Normally, a "good" post does well in the BOD list, maybe moves to the BOW list, and fades. The process lasts a few days at most. A "very good" post moves to the BOM list fairly quickly, climbs in number of views, then peaks and disappears as it's replaced in the list. That takes no more than a week.

So that's my measurable — the life-cycle in days of "good" and "very good" posts, and when their peaks appear. Time moves on; interest passes to other newer subjects; the rhythm is almost boring in its predictability.

Now contrast that with this:

■ Our primary PIPA post, from November, is at the top of the BOD list — today. That's a shock; no post that old gets that high on that list. It also re-entered the BOW list last week and hasn't left it.

■ Our primary NDAA post, from mid-December, entered the BOM list almost immediately and has never stopped adding views. The total number of views is staggering. Every day it adds hundreds, as new viewers come to the post. It's on the BOD list today, despite its age, despite the holidays. It should have peaked and faded before Christmas.

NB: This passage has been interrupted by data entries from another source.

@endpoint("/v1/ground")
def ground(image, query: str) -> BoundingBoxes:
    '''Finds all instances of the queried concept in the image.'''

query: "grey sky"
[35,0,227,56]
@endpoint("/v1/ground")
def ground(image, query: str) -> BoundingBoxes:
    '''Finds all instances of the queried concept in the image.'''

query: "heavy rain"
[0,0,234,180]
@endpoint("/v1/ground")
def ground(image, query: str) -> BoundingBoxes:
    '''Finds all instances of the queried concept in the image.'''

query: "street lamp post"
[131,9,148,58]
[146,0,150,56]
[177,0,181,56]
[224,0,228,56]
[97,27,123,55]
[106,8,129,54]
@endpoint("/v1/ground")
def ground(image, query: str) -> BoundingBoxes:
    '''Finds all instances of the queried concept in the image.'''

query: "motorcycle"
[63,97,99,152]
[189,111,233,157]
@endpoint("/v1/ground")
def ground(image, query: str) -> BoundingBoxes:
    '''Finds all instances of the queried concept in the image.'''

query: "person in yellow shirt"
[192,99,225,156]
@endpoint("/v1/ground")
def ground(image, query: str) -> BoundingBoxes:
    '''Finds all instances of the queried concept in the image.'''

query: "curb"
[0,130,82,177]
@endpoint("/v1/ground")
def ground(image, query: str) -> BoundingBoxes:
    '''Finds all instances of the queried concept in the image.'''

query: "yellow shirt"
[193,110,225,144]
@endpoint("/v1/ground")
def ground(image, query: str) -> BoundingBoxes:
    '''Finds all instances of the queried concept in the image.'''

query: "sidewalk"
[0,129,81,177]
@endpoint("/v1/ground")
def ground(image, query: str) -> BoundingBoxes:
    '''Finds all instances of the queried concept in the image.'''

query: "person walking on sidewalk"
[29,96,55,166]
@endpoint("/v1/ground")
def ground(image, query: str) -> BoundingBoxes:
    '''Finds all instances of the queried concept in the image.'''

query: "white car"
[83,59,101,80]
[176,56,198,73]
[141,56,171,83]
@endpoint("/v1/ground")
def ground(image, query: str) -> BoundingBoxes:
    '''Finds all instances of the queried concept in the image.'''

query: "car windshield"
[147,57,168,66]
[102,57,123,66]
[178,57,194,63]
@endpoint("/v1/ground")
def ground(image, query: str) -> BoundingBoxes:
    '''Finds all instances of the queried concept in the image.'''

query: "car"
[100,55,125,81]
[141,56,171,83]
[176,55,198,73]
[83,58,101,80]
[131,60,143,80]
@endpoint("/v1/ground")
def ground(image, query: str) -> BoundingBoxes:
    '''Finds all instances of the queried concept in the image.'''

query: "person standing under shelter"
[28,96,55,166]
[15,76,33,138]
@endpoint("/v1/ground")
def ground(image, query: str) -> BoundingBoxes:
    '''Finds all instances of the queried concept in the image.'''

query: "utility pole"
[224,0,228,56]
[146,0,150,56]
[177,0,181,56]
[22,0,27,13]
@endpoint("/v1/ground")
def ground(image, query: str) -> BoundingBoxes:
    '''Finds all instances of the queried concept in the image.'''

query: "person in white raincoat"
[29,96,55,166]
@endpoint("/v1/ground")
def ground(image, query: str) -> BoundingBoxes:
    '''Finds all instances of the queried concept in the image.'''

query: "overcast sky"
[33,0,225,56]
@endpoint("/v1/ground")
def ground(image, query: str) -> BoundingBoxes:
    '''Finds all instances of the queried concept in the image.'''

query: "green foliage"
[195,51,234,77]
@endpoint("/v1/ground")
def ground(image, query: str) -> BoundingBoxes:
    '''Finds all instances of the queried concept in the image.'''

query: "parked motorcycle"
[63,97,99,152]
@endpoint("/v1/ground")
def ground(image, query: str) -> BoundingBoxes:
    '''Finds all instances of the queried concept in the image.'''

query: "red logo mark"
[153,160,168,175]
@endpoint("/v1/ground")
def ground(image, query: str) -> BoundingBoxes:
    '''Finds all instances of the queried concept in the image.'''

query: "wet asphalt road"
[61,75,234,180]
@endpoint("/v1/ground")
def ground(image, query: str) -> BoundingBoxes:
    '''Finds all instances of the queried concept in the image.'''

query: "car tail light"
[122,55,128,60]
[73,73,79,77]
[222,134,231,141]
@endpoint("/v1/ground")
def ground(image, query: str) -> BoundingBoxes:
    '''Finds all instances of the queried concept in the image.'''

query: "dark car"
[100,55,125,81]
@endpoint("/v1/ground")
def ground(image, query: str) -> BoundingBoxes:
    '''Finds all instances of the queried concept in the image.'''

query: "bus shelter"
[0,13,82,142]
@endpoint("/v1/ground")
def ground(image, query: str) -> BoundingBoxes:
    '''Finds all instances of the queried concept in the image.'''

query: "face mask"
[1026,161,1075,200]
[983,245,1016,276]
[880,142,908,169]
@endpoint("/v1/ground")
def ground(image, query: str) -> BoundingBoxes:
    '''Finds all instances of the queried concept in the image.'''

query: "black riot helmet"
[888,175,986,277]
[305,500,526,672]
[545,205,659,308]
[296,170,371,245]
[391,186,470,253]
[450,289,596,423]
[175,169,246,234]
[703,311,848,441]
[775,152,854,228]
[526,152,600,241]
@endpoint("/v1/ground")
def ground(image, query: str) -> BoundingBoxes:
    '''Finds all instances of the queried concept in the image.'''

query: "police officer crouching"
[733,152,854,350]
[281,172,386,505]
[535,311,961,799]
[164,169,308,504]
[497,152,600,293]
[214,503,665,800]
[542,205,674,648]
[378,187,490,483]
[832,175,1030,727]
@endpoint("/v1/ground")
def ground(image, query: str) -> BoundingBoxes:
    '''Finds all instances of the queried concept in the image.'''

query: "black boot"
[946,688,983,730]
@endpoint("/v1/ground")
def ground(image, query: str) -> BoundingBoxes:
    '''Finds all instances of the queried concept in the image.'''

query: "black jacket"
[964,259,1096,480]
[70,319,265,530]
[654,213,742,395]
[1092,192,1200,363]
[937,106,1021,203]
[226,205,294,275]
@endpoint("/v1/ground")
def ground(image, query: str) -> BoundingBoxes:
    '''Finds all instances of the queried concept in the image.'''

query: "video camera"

■ We have a mortgage fraud post about an anti-bank whistleblower who died without suicide insurance, also from November. That post faded at the right time, but now has new life — it's on both the BOD and BOW lists, today.

I've never seen his behavior before. What does it mean?

1. There's an interest in these subjects (NDAA, PIPA, & mortgage fraud) that's deep and persistent. All of our site's regulars have weighed with their "views" a long time ago. As near as I can tell, the driver to all three posts is Google (search terms: PIPA, NDAA, "whistleblower found dead") as new people search on these subjects. If so, Google is telling us something.

2. Message for the left — If this really is a clue to the mind of left-leaning voters, it would be smart to hit these subjects hard, starting now. There are far more listeners, I suspect, for whom the PIPA, NDAA, and mortgage fraud messages resonate, than anyone appreciates.

I'd suggest taking advantage of this opportunity. If our small indicators are right, the time to plant seeds is now, not months from now. The soil is ready, so to speak. Let's not lose the chance.

3. Note to Obama & his merry band — I would not underestimate the extent to which these issues, especially NDAA, are a bridge too far for your base. It seems you've been playing a game of "how low can we go" — how far can we stoop to the demands of the money-soaked property rights and national security establishments and not lose our dependable triangulated base.

You act like you're bullet-proof, ballot-wise. Team We Dare You To Quit Us has been playing chicken with progressives and assuming victory at every step.

Dear Team: That may not be a safe assumption. There is always a bridge too far. These issues — especially NDAA, with its Indefinite Detention provisions — may be on it. Tread lightly; some things even a Wall Street billion can't buy.

Just my thoughts on a midweek holiday day. For what they're worth.